Those of us in the station rushed to the parking lot and grabbed any “black & white” that was available. The deputy advised over the radio that he was following that the suspect, who was driving a 5.0 Mustang, was heading into our local industrial area.

I was one of at least 7-10 units and a helicopter that responded to help my fellow deputy stop this car. When everyone was in position, we “lit him up” and ordered the driver to pull over. Considering why the driver was wanted, I thought he would make a run for it. And considering what kind of car the suspect was driving, I thought it would be a fun chase, if the Watch Commander didn’t “10-22” (cancel) it.

Sauer initially yielded and pulled to the right, stopping in a horseshoe-shaped parking lot. As we bailed out of our cars and jockeyed for position, preparing to order Sauer out of the car at gunpoint, Sauer opened the driver’s door of the Mustang.

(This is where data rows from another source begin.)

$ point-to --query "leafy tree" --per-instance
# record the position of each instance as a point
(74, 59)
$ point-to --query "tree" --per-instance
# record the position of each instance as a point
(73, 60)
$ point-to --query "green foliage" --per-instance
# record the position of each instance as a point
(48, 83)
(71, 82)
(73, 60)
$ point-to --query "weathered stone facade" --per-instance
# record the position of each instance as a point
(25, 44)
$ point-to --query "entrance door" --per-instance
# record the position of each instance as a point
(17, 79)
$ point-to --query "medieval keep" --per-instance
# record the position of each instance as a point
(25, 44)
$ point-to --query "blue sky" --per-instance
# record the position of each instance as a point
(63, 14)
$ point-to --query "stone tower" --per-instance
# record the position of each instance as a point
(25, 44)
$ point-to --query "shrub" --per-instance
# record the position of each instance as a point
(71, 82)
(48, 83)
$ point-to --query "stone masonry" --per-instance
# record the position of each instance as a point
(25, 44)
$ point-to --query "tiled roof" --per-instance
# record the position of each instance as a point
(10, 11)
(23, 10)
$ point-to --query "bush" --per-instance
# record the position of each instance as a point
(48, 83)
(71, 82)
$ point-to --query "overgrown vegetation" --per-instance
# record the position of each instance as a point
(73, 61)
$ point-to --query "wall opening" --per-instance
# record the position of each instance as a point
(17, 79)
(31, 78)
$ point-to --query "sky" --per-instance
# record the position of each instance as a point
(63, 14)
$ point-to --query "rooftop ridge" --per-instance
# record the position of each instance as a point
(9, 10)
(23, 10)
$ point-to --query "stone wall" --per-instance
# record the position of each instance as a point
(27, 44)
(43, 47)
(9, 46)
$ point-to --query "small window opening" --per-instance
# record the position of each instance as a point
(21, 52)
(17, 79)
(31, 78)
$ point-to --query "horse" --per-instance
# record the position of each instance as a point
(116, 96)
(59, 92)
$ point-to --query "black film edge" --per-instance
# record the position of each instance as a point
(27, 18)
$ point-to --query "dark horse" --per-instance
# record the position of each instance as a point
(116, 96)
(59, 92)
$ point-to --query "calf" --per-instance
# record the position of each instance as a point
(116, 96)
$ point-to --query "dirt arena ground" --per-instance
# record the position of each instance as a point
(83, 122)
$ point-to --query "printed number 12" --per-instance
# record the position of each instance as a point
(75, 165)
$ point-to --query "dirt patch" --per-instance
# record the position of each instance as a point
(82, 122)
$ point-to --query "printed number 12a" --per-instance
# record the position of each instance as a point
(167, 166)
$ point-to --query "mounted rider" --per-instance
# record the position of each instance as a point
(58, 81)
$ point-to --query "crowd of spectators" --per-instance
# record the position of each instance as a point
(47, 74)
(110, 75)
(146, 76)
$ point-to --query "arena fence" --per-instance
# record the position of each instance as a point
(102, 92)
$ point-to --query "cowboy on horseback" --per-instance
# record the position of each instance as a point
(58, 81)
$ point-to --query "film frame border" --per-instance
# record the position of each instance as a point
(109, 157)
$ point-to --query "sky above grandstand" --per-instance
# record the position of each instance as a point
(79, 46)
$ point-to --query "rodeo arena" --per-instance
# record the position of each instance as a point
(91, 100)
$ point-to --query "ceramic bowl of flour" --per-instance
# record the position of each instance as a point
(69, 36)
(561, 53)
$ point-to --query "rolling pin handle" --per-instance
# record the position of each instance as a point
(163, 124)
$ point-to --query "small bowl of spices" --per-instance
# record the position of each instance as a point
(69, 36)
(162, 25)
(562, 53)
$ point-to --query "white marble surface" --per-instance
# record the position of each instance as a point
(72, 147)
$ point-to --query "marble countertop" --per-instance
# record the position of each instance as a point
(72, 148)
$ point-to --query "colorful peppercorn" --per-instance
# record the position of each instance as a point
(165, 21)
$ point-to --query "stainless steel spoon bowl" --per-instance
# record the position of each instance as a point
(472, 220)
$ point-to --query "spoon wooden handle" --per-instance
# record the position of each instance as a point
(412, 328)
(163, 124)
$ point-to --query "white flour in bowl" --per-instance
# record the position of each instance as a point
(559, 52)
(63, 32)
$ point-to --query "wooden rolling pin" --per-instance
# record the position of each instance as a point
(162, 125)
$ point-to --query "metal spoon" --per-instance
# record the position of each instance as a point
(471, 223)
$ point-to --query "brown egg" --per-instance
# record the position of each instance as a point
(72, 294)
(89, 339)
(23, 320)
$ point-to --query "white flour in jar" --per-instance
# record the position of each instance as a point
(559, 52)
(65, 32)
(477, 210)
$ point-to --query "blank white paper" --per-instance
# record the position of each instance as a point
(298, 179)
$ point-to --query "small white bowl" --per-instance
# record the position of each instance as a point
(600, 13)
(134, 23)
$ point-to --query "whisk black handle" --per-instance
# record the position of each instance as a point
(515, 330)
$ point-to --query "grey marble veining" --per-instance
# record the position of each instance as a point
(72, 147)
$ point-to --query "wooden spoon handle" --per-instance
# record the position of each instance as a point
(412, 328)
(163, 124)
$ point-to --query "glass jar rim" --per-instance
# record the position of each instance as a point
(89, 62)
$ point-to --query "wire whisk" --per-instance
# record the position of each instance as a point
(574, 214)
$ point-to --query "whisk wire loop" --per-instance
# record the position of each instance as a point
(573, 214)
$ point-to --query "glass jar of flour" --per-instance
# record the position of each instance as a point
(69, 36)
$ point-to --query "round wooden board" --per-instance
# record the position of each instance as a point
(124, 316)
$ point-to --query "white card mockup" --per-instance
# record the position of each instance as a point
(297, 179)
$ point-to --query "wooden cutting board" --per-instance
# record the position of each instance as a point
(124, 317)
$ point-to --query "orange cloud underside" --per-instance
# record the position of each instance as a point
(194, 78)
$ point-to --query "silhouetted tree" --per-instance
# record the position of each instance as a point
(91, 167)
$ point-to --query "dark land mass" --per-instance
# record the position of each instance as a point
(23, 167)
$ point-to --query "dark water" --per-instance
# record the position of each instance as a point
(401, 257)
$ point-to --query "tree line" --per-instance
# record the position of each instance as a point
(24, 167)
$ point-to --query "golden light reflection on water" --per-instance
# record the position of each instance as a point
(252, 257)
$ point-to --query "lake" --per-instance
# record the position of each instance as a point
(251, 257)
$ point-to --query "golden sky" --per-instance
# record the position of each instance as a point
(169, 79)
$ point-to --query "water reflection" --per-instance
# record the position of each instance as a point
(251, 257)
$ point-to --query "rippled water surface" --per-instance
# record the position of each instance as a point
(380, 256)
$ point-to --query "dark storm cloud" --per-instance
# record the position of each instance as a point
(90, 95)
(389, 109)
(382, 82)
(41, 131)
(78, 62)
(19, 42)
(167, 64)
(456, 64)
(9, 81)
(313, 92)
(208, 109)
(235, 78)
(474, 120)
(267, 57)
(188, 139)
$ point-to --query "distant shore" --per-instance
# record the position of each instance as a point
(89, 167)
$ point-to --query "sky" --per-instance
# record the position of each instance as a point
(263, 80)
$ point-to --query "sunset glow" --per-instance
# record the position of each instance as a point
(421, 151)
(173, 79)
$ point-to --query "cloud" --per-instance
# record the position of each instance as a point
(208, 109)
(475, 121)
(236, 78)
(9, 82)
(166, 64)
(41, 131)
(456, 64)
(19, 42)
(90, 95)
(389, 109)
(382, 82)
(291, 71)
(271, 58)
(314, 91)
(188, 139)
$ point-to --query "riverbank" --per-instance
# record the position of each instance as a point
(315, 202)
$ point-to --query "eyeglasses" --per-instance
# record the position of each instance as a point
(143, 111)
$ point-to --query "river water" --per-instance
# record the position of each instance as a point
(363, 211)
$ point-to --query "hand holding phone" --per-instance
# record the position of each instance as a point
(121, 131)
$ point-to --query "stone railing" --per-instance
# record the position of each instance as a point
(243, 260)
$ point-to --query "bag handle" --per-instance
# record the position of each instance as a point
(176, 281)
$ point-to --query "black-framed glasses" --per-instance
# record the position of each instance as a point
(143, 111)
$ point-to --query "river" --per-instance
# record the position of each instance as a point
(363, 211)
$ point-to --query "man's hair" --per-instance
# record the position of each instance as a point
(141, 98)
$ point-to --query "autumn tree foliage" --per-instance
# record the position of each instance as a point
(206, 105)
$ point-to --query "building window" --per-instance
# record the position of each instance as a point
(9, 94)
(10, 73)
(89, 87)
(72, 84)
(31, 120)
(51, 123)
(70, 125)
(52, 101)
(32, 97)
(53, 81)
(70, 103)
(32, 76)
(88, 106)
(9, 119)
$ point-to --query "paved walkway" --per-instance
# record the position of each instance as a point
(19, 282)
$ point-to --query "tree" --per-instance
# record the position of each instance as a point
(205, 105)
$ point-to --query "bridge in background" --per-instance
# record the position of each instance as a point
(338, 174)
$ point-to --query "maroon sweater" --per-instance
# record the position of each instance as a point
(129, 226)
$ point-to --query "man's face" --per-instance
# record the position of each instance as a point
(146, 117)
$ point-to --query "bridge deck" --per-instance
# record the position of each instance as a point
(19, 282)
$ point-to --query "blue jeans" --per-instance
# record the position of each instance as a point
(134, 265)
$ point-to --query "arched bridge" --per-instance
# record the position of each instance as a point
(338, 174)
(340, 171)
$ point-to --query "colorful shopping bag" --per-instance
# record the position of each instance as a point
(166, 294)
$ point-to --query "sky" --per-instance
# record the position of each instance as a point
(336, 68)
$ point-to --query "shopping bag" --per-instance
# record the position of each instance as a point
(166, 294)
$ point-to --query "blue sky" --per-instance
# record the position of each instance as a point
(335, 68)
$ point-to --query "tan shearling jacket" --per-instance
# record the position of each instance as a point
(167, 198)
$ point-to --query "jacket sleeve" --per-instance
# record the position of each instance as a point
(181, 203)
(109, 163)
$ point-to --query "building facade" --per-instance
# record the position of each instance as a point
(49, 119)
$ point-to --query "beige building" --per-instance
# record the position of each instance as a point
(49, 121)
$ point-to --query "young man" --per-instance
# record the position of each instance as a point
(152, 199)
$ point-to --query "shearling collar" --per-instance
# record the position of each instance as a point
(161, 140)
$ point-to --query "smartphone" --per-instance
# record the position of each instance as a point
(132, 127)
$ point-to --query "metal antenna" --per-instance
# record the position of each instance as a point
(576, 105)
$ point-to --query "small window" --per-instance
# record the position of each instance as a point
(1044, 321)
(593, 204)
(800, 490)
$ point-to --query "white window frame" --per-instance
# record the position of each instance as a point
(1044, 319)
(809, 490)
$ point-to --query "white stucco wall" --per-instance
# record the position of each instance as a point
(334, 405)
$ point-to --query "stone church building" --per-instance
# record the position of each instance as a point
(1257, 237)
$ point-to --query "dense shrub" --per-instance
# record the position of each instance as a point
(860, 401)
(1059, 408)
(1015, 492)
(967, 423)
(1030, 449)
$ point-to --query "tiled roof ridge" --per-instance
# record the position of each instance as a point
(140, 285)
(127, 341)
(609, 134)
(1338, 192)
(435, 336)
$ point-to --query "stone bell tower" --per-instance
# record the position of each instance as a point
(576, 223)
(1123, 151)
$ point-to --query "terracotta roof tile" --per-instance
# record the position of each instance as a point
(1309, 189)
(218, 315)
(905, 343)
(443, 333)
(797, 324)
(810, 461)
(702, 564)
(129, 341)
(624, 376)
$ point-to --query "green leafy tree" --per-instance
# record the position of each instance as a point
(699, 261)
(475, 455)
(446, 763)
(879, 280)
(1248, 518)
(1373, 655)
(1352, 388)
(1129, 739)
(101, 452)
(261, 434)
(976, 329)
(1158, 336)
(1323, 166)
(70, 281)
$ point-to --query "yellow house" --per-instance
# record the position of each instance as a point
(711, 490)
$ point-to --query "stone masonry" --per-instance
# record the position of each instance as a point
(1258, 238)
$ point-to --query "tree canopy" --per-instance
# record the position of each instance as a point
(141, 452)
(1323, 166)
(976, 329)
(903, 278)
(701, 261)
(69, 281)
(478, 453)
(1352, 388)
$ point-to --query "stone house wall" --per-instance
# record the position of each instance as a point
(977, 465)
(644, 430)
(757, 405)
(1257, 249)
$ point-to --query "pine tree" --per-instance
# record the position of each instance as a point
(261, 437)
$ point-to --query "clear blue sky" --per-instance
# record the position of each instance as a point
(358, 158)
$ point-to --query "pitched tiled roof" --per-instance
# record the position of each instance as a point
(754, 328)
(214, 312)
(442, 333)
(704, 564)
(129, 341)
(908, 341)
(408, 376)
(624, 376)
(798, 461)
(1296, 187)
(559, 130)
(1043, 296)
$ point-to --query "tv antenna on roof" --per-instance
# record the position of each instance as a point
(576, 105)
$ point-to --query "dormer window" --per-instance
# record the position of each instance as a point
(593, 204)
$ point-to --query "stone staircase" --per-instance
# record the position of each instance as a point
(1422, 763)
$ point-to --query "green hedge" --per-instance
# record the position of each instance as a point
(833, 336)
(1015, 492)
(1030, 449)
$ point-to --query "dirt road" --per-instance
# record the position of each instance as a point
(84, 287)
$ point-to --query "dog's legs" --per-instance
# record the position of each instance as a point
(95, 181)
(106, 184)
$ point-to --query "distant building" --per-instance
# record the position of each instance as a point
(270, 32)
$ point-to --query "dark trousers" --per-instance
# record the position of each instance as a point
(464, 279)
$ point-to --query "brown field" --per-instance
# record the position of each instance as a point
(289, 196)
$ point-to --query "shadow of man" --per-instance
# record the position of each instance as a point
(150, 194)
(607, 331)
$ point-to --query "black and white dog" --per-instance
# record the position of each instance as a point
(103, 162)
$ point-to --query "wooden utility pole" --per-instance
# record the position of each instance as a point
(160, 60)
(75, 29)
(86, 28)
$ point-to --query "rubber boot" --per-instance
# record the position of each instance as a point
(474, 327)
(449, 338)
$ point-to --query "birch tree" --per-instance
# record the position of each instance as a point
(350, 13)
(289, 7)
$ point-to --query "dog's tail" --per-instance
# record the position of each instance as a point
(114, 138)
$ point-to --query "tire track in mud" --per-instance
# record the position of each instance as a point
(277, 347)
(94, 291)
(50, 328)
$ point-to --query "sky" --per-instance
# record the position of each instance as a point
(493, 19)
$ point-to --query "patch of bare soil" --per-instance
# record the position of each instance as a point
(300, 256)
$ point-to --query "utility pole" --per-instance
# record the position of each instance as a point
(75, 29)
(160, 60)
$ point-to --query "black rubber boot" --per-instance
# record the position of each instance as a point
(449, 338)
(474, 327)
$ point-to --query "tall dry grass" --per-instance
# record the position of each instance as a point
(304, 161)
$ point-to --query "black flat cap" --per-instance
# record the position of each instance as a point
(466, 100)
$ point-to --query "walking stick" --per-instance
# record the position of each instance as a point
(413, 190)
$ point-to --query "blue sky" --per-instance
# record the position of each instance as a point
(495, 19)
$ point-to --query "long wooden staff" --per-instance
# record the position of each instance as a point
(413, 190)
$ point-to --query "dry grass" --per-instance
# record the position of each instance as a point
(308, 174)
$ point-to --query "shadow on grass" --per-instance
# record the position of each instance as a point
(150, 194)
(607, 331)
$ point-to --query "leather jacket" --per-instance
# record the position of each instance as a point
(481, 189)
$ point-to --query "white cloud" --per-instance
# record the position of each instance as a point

We all thought he was either going to give up, or make a run for it. Instead, he closed the car door and took off again. After all of us got back into our cars and back on the road, I found myself as the second car in the pursuit.

Fortunate for us (so we thought), Sauer tried to get away by driving up a dead end street. He led us down a narrow, two-lane access road that led to high security testing facility. When we got to the end of the road, we had so many units covering the street there was no way he could get by us. Sauer turned off the road into a small dirt area and came to a stop. I and two other deputies were only seconds ahead of the rest of the cavalry. We got out of our cars, drew our weapons, and ordered Sauer to put his hands in the air.

Instead of giving up, Sauer threw his car into reverse, spinning the tires as they tried to grip the dirt. There was nowhere for him to go. Sauer drove the car in different directions a few times. It was as if he was trying to buy time so he could decide what to do next. I remember thinking that the way the car was moving reminded me of a startled, ferocious animal suddenly trapped in a cage. It was as if the car was a living entity, with a mind of its own. Moments later, the car came to a stop for what I hoped was the last time. It seemed like it took forever for the cloud of dust to dissipate. Sauer sat there in the car with his eyes fixed straight ahead. Today, if I close my eyes, I can still picture the look on his face.

Because of the erratic way Sauer been driving in the dirt, by the time it came to a stop, one of the deputies found himself standing about ten feet in front of the Mustang. The engine revved as if the car was not only alive, but also angry. I wondered, “What is this guy going to do next?”

Jeff Sauer, who, for all intents and purposes was caught, had absolutely nowhere to go. He was trapped. There were so many patrol cars blocking the road that a tank would have had a difficult time making its way through the blockade.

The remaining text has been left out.